Lettre du 24 janvier 1917 au soir de Marcel Sibaud

Milly, le 24.1.17

 

Ma petite chérie,
C’est de chez Mademoiselle Lacroix que je t’écris ce soir. Avant tout que je te dise qu’elle m’a demandé de tes nouvelles et m’a dit qu’au point où tu en es il faut faire des analyses tous les 8 jours, surtout avec ce froid qui peut amener la congestion du rein et de l’albumine. Il faudrait même a-t-elle ajouté que tu évites de sortir par le froid vif que ces bons conseils ne t’empêchent pas d’aller faire au docteur la visite qui s’impose.
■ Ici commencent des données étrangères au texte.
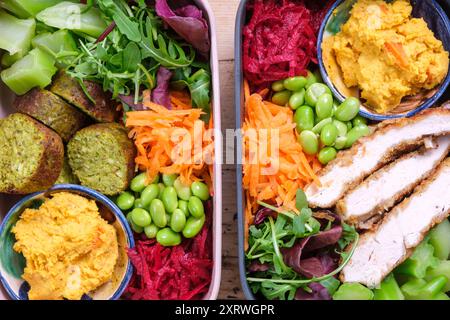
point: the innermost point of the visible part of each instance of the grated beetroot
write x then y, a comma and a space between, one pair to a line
280, 38
172, 273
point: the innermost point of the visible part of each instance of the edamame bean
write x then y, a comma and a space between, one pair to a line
125, 201
168, 238
170, 199
304, 118
309, 142
178, 220
348, 109
158, 213
359, 120
150, 192
342, 127
183, 191
328, 134
324, 106
295, 83
310, 79
297, 99
139, 182
193, 226
278, 86
340, 143
138, 204
349, 125
318, 127
326, 155
314, 92
281, 98
151, 231
133, 226
200, 190
195, 207
182, 205
169, 179
356, 133
141, 217
161, 187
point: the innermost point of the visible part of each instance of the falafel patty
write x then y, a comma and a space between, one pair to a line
68, 88
52, 111
102, 157
32, 155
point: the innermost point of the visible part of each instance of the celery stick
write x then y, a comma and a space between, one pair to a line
16, 34
440, 240
36, 69
441, 269
389, 290
67, 15
60, 45
353, 291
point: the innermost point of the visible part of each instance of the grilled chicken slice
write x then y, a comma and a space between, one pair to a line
390, 139
380, 251
384, 188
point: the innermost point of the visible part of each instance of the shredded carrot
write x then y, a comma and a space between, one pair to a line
274, 164
167, 141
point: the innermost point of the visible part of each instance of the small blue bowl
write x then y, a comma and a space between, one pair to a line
12, 264
437, 21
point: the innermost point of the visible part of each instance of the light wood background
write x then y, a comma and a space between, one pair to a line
225, 14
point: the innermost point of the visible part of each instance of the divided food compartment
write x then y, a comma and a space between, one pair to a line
241, 20
7, 201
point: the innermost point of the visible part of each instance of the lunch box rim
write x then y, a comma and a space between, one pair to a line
217, 178
239, 104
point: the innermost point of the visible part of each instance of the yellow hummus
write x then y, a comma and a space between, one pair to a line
69, 249
385, 53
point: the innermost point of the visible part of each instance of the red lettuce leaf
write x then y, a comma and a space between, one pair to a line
319, 292
160, 95
188, 23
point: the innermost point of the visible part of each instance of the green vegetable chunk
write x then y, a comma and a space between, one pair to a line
353, 291
73, 16
389, 290
304, 118
168, 238
27, 8
309, 142
36, 69
442, 268
281, 98
419, 289
125, 201
16, 34
440, 240
419, 262
61, 45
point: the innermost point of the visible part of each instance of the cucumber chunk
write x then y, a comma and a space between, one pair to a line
16, 34
36, 69
440, 240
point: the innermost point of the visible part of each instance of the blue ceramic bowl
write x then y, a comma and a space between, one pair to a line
437, 21
12, 264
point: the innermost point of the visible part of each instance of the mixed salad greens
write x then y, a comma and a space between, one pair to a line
126, 47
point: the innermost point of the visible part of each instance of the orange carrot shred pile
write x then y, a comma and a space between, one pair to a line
272, 174
167, 141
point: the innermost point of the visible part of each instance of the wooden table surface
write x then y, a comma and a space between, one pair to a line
225, 14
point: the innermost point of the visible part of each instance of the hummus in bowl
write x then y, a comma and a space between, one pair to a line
393, 56
65, 244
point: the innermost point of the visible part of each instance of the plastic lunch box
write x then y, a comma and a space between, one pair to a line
6, 201
239, 105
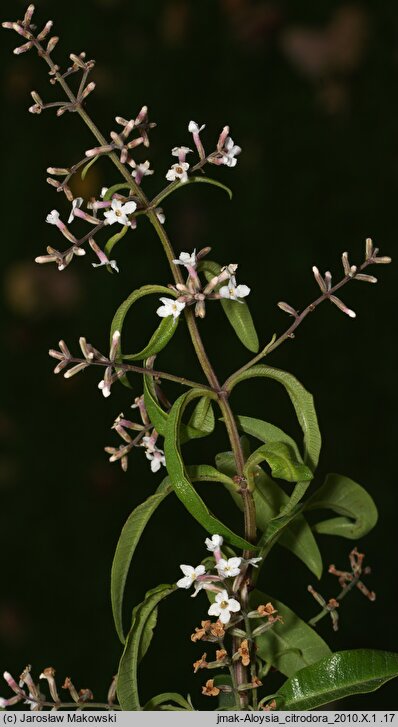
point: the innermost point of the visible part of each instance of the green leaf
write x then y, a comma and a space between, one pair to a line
191, 180
116, 188
158, 702
269, 499
290, 645
346, 672
114, 239
203, 416
181, 483
87, 167
348, 499
303, 404
266, 432
281, 459
238, 313
159, 417
127, 543
127, 686
164, 331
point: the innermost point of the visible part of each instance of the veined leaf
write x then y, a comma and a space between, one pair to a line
348, 499
127, 686
336, 676
160, 702
128, 541
181, 483
191, 180
203, 416
269, 499
266, 432
290, 645
303, 404
238, 313
281, 459
164, 331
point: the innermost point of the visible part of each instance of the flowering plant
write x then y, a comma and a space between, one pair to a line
252, 630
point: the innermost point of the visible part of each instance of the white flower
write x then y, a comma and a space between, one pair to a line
194, 128
229, 152
177, 151
214, 543
142, 170
170, 307
75, 203
223, 606
53, 217
190, 575
186, 259
233, 291
156, 457
229, 568
119, 212
178, 171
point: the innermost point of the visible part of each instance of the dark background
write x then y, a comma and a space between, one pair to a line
310, 93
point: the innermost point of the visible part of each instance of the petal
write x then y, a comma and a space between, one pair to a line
214, 610
129, 208
187, 570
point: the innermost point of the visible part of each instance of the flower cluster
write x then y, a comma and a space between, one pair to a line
38, 701
146, 438
230, 610
225, 153
194, 292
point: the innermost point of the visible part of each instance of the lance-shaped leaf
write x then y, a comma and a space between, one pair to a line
281, 459
127, 685
291, 645
162, 702
174, 186
179, 479
202, 416
344, 673
351, 501
303, 404
238, 314
127, 543
164, 331
266, 432
114, 239
270, 499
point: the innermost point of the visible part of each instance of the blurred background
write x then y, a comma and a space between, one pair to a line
310, 93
Ceci dit voici le résumé de la journée. J’ai eu ce matin le plaisir de te lire, mais j’ai été surpris que tu n’aies pas reçu ma lettre. Pour qu’elle allât plus vite je l’avais cependant remise à la poste et affranchie. J’espère que tu l’as maintenant ainsi que les suivantes. Quand auras-tu celle-ci qui vient de Milly ; je me le demande. Je me demande aussi quand j’en recevrai ici. J’ai pu faire porter mon sac par la voiture (0fr.25) après un trajet effectué inutilement jusqu’à la gare. Je suis parti vers 3 heures avec 2 sergents pour Milly. Froid vif, nos moustaches sont pleines de glaçons. Mais c’est très supportable. A l’arrivée je trouve un lieutenant qui me reconnaît et me dit que je pourrai loger avec les sous-officiers et manger avec eux. Cela me plaît en principe. Mais j’ai pu voir à Maisse combien il est difficile de faire quelque chose dans ces conditions. Je tâcherai d’en faire mon projet à Milly. A vrai dire le couchage est plus mauvais que celui des soldats. Jusqu’ici / j’espère obtenir mieux demain ; nous avons une mince paillasse pas de traversin, des sacs de couchage sales. Mais la pièce à des carreaux. Il est vrai qu’on n’y voit pas de cheminée et que l’odeur n’est pas fraîche. Enfin c’est la guerre. Il paraît que nous sommes arrivés un jour trop tôt. Mais on nous fait place tout de même. Maigre pitance je vais entamer sans doute le pâté. Nous prenons à tour de rôle un litre de cidre pour 5 et nous payons 0fr.25 à la …. Après dîner, j’explique que j’ai une chambre et je vais t’écrire.

Je termine en t’embrassant mille fois ainsi que bébé.